Treatment for LCA is still primarily at the clinical trials stage, with only one FDA approved treatment for the RPE65 mutation so far. The current gene therapy involves delivering the RPE65 gene via sub-retinal injection, which allows for normal RPE65 protein to be expressed and the consequent restoration of the visual cycle. Voretigene neparvovec (Luxturna) is a novel gene therapy developed by Spark Therapeutics and Children’s Hospital of Philadelphia, USA, and is the first in vivo gene therapy approved by the FDA. Voretigene consists of the Adeno-associated virus serotype 2 (AAV2) vector containing the RPE65 cDNA. The AAV2 vector does not cause any disease and is an attractive viral vector for gene therapy. Vortigene treatment comes with its own hurdles; the cost of treatment for one eye is estimated to be a whopping $425,000! However, this is a one-time therapy, where the treatment is expected to have long-term benfits.
While Voretigene has passed clinical trials and is now an FDA-approved therapy, several other genetic therapy options for other gene mutations for LCA are currently being researched in mouse models and cell lines. GUC2YD cDNA constructs in AAV vector, when sub-retinally injected in the eyes of Gucy2e-/-Gucy2f-/- knockout (GCdKO) mice, have been shown to evoke scoptopic and photopic ERG responses. In a slightly different approach, researchers are also attempting to use Antisense Oligonucleotide-Based Splicing Correction to allow normal protein expression in case of CEP290 gene mutations. Results have been promising so far for human cell lines and in CEP290 mutant mouse models. However, these studies still need to undergo clinical trials and obtain human use approvals, and are currently far from reaching the patient’s bedside.

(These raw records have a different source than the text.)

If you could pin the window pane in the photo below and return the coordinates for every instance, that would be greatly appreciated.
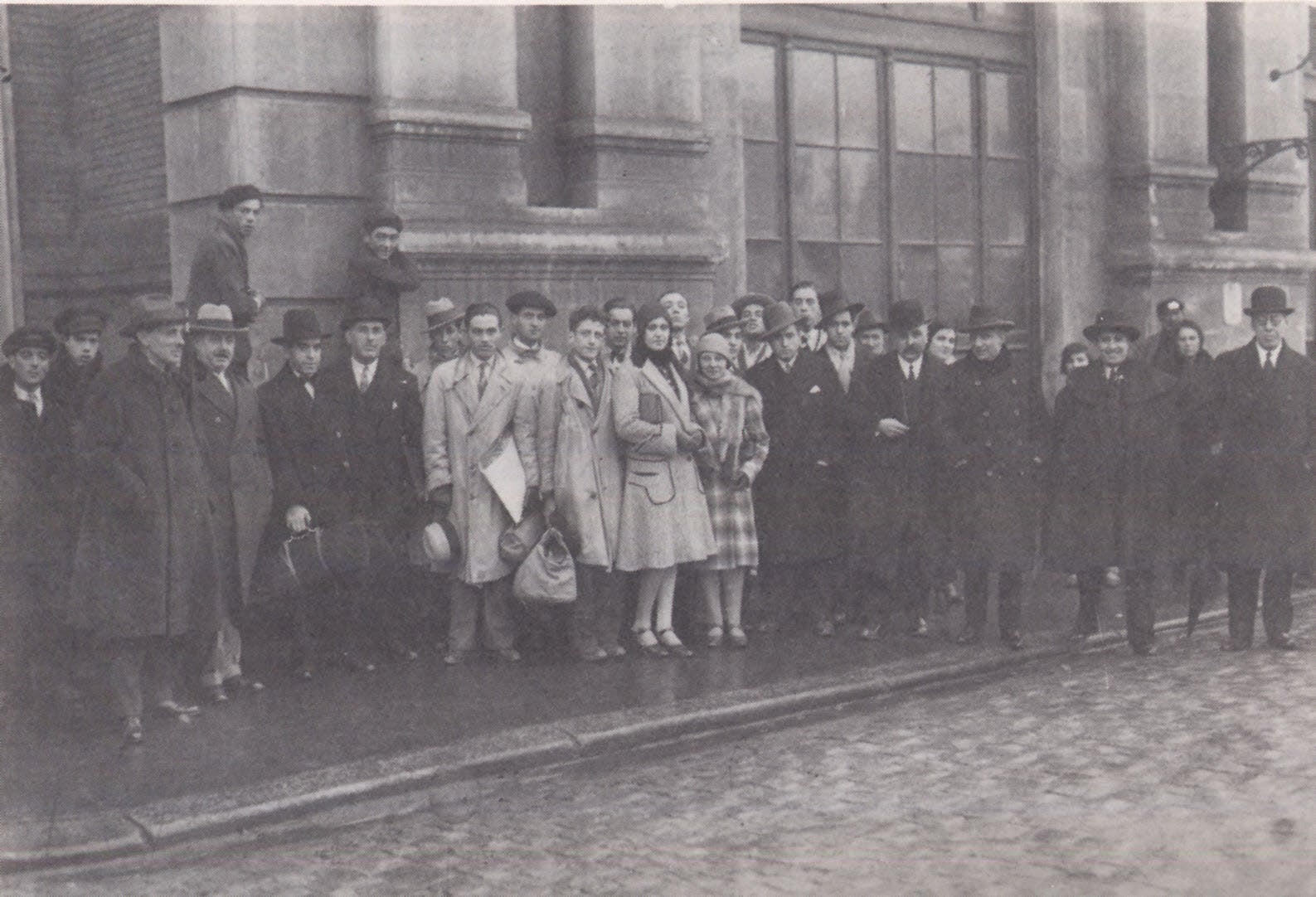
(911, 92)
(912, 187)
(813, 213)
(863, 275)
(757, 65)
(957, 200)
(954, 114)
(858, 80)
(1006, 201)
(762, 190)
(1007, 114)
(861, 195)
(916, 278)
(813, 98)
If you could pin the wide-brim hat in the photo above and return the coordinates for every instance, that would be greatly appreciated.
(832, 303)
(152, 311)
(984, 318)
(300, 325)
(1269, 300)
(1111, 322)
(780, 316)
(213, 318)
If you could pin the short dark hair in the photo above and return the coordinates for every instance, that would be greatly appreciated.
(475, 309)
(586, 313)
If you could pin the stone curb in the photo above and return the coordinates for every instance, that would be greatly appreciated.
(28, 845)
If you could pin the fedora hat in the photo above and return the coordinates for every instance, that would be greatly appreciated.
(441, 312)
(152, 311)
(300, 325)
(778, 318)
(213, 318)
(832, 303)
(984, 318)
(1111, 321)
(1269, 300)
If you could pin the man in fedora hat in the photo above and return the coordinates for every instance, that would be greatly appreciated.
(991, 429)
(78, 359)
(1265, 410)
(1116, 437)
(219, 274)
(228, 429)
(143, 571)
(38, 506)
(796, 491)
(890, 419)
(838, 322)
(755, 349)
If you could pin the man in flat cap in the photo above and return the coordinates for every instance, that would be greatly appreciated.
(228, 429)
(219, 274)
(78, 359)
(143, 571)
(1265, 410)
(1116, 441)
(37, 520)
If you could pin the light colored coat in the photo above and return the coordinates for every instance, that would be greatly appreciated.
(580, 461)
(461, 430)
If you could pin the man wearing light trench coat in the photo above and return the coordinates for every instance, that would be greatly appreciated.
(465, 428)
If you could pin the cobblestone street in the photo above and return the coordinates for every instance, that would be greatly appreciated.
(1188, 773)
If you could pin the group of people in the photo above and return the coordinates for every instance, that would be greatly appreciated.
(854, 463)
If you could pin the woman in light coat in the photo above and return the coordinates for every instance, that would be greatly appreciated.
(663, 515)
(731, 413)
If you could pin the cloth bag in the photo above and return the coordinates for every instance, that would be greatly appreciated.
(547, 574)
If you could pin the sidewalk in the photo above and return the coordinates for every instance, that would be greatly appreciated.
(73, 792)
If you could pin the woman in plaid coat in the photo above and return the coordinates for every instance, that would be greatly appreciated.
(731, 413)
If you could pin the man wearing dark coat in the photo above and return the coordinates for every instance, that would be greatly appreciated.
(37, 517)
(1116, 445)
(228, 428)
(794, 495)
(1265, 401)
(219, 274)
(143, 571)
(890, 424)
(991, 426)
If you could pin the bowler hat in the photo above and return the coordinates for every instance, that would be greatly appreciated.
(531, 298)
(365, 309)
(1269, 300)
(300, 325)
(720, 320)
(441, 312)
(152, 311)
(750, 298)
(29, 337)
(984, 318)
(1111, 321)
(832, 303)
(213, 318)
(80, 318)
(778, 318)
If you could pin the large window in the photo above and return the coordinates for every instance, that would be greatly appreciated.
(889, 177)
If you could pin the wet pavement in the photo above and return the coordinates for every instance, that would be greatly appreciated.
(1190, 773)
(78, 766)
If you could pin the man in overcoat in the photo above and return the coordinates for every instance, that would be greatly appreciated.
(890, 417)
(1266, 415)
(580, 468)
(991, 433)
(228, 428)
(474, 405)
(376, 403)
(143, 571)
(796, 491)
(1116, 441)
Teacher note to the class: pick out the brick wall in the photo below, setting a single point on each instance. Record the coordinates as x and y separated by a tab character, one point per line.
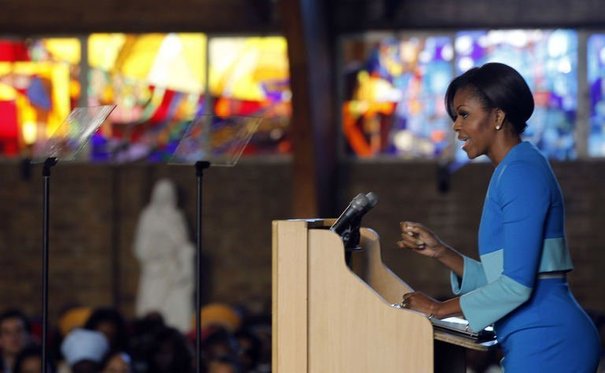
94	211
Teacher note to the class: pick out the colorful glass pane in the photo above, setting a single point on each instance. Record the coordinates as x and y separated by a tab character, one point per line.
249	76
596	84
157	82
39	85
394	88
547	59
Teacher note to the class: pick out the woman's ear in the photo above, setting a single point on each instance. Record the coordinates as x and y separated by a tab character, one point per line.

To confirm the diagnosis of LCA and to identify the genetic mutation in the four-month old baby, paediatric neurologist Dr. K. N. Shah sent the child’s blood sample for genetic testing using the LCA panel. This panel included 20 potential genes in which a mutation is known to cause blindness. The results indicated a mutation in the GUCY2D gene. Since, currently there is no therapy for the GUCT2D mutations, no treatment is possible for this baby. However, there is a large potential for the evolution of a treatment for the condition in the future, and it is likely that therapeutic options will start becoming available going forward.